2, signs of peritonitis, positive mobile turbid sounds, absent bowel sounds, Grey-Tnrner sign (large cyanotic-purple petechiae on the skin of the lumbar region, quarter ribs and abdomen), Cullen sign (blue changes in the skin around the umbilicus).
3. elevated serum and urinary amylase and elevated serum lipase for a preliminary clinical diagnosis.
4. Ultrasound, enhanced CT scan and MRI examination can help to diagnose and differentiate edematous and hemorrhagic necrotizing pancreatitis.
Treatment.
Select appropriate treatment according to the typology, stage and etiology of acute pancreatitis.
1.Non-surgical treatment
(1) fasting, gastrointestinal decompression.

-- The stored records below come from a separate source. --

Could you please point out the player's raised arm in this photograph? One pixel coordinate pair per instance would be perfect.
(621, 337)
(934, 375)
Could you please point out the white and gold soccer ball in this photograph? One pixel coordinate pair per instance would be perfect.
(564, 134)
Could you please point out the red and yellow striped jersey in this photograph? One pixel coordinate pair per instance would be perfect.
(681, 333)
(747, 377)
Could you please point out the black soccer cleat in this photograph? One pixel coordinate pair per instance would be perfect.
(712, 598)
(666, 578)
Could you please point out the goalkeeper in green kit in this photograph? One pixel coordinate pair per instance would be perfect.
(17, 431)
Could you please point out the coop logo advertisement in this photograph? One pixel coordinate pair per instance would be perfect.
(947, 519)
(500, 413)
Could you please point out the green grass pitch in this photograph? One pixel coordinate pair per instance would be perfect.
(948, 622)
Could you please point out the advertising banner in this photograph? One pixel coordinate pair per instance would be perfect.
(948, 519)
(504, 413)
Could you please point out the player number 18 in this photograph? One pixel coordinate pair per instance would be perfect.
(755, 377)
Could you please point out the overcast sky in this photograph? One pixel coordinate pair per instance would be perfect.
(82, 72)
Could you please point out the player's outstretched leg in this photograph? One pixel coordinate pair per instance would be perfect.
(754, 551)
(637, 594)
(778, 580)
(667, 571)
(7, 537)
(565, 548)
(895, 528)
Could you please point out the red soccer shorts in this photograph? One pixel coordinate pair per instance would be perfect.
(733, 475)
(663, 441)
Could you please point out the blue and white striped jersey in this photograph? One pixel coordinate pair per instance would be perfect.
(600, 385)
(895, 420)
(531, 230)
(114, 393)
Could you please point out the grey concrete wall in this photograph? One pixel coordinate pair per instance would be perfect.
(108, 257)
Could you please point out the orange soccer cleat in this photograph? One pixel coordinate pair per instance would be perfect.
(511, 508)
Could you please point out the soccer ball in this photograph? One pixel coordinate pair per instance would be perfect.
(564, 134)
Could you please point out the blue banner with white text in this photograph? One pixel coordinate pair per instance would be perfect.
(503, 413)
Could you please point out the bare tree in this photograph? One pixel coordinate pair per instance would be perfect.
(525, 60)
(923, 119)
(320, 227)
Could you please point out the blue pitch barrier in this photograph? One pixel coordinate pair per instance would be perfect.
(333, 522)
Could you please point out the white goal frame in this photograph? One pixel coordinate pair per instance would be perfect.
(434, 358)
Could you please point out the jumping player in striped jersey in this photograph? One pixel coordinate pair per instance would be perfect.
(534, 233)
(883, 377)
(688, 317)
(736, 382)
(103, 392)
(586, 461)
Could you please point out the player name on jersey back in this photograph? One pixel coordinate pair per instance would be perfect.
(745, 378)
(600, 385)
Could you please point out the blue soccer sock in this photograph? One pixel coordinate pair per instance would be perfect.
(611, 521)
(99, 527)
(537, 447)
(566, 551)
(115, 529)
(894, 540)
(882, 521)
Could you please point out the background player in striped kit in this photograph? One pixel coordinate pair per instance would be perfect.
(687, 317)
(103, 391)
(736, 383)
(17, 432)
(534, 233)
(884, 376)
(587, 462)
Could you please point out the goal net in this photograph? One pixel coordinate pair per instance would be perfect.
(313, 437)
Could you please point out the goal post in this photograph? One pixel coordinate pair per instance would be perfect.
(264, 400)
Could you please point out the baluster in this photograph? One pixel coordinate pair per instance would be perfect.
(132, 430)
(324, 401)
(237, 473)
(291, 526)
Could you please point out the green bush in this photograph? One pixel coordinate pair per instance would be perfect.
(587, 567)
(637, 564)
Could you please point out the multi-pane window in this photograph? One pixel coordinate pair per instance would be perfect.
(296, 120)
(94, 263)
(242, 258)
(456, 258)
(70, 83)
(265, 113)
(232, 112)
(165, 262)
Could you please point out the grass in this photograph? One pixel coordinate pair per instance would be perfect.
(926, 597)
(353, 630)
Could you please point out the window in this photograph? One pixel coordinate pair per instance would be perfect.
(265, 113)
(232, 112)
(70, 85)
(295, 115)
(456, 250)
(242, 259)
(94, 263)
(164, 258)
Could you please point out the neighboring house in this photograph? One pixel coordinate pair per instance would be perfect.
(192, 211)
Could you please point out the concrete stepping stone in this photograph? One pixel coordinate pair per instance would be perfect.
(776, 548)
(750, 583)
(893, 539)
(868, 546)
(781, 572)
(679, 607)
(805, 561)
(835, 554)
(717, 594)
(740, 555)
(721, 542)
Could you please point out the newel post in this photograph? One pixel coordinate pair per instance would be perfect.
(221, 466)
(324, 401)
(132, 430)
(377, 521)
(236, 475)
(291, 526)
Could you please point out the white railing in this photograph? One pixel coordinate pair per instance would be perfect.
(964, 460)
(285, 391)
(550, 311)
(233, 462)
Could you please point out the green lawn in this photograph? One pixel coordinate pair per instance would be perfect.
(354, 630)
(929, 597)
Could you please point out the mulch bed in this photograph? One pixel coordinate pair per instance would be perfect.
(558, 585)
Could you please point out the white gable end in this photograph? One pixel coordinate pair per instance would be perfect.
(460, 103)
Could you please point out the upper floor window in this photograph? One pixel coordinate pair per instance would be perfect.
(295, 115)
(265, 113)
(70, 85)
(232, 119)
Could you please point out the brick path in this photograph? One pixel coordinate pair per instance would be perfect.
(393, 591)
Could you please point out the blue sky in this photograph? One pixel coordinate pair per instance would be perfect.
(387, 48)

(2) rehydration, anti-shock: intensive care should be given to critically ill patients, oxygen, maintaining SO2 ≥ 95%.
(3) Analgesia and antispasmodic.
(4) suppression of pancreatic secretion.
(5) nutritional support.
(6) antibiotic application.
(7) Chinese herbal medicine treatment.
2., Surgical treatment.
Indications
1. When the diagnosis is not clear and it is difficult to differentiate from other acute abdominal diseases such as gastrointestinal perforation.
2. Secondary infection of the pancreas and peripancreatic tissue.
3, combined with intestinal perforation, hemorrhage or pancreatic pseudocysts.
4. When biliary pancreatitis is in an acute state and surgical operation is needed to release the obstruction.
Surgery: The most common method is necrotic tissue removal with drainage. If necessary, a gastrostomy is performed to allow gastrointestinal decompression and a jejunostomy is performed to allow the input of enteral nutrition fluid.
Management of biliary pancreatitis: The purpose of surgery is to remove bile duct stones, relieve obstruction, and unblock drainage. If the symptoms of gallbladder stones are mild, cholecystectomy should be performed during the initial hospitalization. Those with combined bile duct stones, severe disease or poor general condition, unable to tolerate surgery should undergo Oddi sphincterotomy, stone extraction and nasobiliary drainage by emergency or early ERCP.